November 9, 2006
Jewish day schools short-change kids with special needs
(Page 2 - Previous Page)The first door she knocked on that summer was at Harkham Hillel Hebrew Academy in Beverly Hills, and within four weeks everything was in place -- the teacher, the classrooms, books and some bean bags and school supplies she bought at Target -- for Kol Hanearim to open its first class of five fourth- and fifth-graders.
Those kids are still at Hillel, and Maimonides Academy in West Hollywood hosts the first- through third-graders, and Etz Jacob Academy in the Fairfax area hosts the sixth- through eighth-grade class. Rather than having the kids switch schools when they move up a grade, the same cohort of students will stay with the host school until they graduate. While all participating schools so far are Orthodox, organizers hope to build a program that includes non-Orthodox schools, as well. "The schools have been very embracing of the concept and have been meeting us more than halfway. They are committed to making this work for our kids," said Rabbi Levy Cash, headmaster and a teacher in the program.
Parents are thrilled with the results.
"What I saw most immediately is that when he came home, he had reserves," said one mother who asked that her name not be used to protect the privacy of her son.
"Before, he would come home and we would all have to run for cover, because we knew the torture was coming. As soon as he started at Kol Hanearim, he was able to come home pleasant, wanting to do his homework, not overwhelmed," she said. "They gave the child dignity, they gave him space to breath, they knew how much they could get out of the him in a day and then stopped when they knew they couldn't get anymore out of him. And he comes home a mensch. I have had my entire home life changed tremendously."
This mother believes well-meaning parents are hurting their kids by keeping them in regular classrooms with aides. Before Kol Hanearim, she spent $75,000 in one year on school, tutoring and a shadow, and her son was miserable and not learning to become independent.
"Most affluent parents are choosing that route -- tutoring up the kids, as if the kid is not already wrung out after a whole day of school with a shadow on top of him. It's torturing the children," the mother said. "I wish I could get up on a mountain top and say 'stop the madness.' There are at least another 40 or 50 kids out there who should be banging down the doors to get into Kol Hanearim."
But only 12 kids are in Kol Hanearim, perhaps because some parents fear the stigma, because of the limited scholarships available to offset the $26,000 a year it costs or because they just don't know about it. And even if enrollment reaches capacity -- eight students per class -- that still leaves many students hanging.
A Model of Inclusion
The sluggish pace of change is not surprising to Dr. Michael Held, director of the Etta Israel Center, which provides support for people with disabilities and raises community sensibility.
Yeshivas were originally elite institutions for a community's best minds, Held said. Only in the last 50 years have day schools become community-based institutions, a place where anyone can build a strong Jewish identity.
"The bedrock of the day school movement is founded on a premise that is poorly suited to the breadth of who the kids are." Held said. "But none of the schools have really retooled properly to accommodate the breadth of challenges, so as a result the schools are always dealing reactively."
While Held applauds the incremental changes he sees in day schools of all denominations, he has a grand, if still distant, vision for an interdenominational school that would not have "special ed" classes tacked on as an afterthought to the regular program, but would include in the same classrooms the full spectrum of students -- the severely disabled, those with mild developmental or learning issues, the typical, the gifted.
"When we look at regular education versus special education, in my point of view it's an arbitrary and dysfunctional distinction.
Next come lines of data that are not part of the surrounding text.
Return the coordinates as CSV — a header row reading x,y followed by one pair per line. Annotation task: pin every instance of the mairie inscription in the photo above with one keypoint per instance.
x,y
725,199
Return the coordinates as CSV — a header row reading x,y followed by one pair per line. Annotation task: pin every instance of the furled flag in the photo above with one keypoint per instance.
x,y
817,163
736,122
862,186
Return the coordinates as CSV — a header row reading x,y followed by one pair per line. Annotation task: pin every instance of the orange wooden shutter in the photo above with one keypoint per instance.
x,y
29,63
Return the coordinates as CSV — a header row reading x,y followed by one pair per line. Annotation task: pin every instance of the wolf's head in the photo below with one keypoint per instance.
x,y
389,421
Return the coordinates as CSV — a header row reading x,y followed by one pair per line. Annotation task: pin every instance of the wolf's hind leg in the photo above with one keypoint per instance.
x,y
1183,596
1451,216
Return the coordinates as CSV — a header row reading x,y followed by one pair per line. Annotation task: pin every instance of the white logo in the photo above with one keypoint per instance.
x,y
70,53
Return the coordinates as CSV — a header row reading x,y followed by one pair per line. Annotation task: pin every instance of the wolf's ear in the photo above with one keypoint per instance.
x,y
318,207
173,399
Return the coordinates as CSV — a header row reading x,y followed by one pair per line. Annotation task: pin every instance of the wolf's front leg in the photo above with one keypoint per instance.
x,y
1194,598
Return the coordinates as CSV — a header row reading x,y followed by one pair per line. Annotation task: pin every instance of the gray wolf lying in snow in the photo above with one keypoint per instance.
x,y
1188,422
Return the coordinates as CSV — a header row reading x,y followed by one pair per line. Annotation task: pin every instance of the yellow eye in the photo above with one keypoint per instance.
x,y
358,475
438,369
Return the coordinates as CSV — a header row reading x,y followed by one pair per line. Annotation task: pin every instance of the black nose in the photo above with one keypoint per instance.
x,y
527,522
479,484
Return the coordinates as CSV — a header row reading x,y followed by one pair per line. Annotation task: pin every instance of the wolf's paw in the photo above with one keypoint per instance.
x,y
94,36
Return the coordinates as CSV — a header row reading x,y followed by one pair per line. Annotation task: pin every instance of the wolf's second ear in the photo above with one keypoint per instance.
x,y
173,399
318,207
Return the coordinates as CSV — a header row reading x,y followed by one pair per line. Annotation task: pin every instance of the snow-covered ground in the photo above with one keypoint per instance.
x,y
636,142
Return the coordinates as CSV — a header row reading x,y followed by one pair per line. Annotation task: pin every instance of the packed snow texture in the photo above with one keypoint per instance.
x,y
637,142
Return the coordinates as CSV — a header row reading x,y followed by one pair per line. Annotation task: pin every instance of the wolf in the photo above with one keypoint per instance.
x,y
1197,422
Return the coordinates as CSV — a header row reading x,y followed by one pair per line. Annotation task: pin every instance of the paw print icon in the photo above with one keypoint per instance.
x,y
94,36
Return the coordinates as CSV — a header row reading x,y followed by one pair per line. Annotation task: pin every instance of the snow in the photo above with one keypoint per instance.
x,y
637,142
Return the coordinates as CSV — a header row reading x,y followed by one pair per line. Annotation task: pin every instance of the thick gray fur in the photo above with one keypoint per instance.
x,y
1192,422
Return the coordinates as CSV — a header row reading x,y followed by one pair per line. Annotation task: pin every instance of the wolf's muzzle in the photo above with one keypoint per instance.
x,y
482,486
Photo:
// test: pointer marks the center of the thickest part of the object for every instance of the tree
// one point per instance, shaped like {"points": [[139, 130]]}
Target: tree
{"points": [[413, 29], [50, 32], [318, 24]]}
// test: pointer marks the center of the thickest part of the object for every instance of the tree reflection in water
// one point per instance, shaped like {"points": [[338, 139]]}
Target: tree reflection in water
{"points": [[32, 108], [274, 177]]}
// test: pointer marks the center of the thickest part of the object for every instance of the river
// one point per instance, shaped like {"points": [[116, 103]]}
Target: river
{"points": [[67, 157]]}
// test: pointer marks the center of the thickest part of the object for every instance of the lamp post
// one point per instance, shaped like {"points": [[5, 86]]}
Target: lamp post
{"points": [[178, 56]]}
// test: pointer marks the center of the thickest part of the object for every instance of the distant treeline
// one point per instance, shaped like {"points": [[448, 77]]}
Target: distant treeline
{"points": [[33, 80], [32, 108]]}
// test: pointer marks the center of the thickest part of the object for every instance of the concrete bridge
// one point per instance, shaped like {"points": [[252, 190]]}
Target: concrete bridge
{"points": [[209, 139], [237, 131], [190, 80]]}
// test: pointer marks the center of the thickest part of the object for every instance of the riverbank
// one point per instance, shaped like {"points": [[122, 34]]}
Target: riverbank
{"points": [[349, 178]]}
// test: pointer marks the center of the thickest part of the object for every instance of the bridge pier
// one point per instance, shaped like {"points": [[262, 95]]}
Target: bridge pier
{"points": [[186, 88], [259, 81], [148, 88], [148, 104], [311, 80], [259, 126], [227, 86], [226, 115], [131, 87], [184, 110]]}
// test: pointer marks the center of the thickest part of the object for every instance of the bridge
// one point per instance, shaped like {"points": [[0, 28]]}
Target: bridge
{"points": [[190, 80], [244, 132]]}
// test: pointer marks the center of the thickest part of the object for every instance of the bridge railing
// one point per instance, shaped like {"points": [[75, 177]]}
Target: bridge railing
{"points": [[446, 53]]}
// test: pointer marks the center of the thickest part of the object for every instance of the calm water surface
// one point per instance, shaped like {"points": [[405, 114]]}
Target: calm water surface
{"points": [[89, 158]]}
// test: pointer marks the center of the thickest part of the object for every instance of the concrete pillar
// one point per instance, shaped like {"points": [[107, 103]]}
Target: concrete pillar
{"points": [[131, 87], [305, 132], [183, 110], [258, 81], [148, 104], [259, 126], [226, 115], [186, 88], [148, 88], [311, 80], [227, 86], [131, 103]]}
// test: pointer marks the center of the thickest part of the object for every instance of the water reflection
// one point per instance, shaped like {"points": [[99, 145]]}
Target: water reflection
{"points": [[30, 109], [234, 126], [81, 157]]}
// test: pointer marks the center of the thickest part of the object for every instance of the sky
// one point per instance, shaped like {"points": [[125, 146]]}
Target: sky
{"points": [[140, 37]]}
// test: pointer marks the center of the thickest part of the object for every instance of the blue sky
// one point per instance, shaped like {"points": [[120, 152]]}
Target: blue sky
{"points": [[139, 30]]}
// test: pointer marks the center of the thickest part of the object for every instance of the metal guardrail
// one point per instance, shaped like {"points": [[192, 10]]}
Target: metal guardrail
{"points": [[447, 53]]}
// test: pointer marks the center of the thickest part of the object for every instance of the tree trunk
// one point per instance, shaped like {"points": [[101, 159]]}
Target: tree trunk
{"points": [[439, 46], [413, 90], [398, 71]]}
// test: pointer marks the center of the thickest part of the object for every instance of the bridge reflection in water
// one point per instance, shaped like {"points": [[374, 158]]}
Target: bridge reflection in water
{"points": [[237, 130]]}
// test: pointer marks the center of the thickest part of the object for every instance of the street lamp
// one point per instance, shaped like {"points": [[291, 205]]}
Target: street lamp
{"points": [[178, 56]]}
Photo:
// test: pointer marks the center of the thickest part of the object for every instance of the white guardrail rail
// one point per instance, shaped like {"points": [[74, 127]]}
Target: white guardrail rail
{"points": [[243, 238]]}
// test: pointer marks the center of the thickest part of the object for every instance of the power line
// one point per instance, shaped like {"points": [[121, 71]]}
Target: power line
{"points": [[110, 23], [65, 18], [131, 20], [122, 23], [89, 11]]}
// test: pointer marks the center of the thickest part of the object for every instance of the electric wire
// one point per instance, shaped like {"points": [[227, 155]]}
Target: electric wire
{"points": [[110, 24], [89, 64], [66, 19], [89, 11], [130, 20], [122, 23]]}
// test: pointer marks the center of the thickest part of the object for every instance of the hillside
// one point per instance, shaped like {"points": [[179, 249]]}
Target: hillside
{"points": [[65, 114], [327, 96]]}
Once you say, ' our school is regular but we'll take some special ed kids,' you're doomed," Held said. Held holds up as his model Chime Elementary School in Woodland Hills, an LAUSD charter school that designates 20 percent of its 190 seats for kids with disabilities. The school does not pull kids out of classes for therapy or special sessions, but provides all services in the classroom.
While the school hires more paraprofessionals than most and has the benefit of being teamed with CSUN, Chime's budget isn't much more than the average public school, according to school director Julie Fabrocini.
"Where other schools have special classes or support for more significant disabilities, Chime has taken all those classes and opened them up and layered them on top of the whole school," Fabrocini said. "We believe that once you create a separate place to send people because they're different, you'll keep sending them there."
Chime works on a co-teaching model, where the general teacher teams up with a special education teacher, who splits her time among three or four classrooms. The team is rounded out by parent volunteers, student teachers and a cadre of paraprofessionals. Occupational, speech and physical therapists visit the classrooms regularly. Teaching teams meet for preparation for an hour every morning, and a debriefing every afternoon.
On a recent morning at Chime's kindergarten class, Jessie sat in a wheelchair, a special ed teacher by her side and an aide holding up her head, which kept flopping forward. The teacher asked the kids to hypothesize whether a small pumpkin would float or sink in a bowl of water. While other kids wrote their guesses in a booklet, the special education teacher put a glue stick into Jessie's clenched fist and helped her glue a "yes" sticker on the "float" option. (Jessie was the only child to guess right.)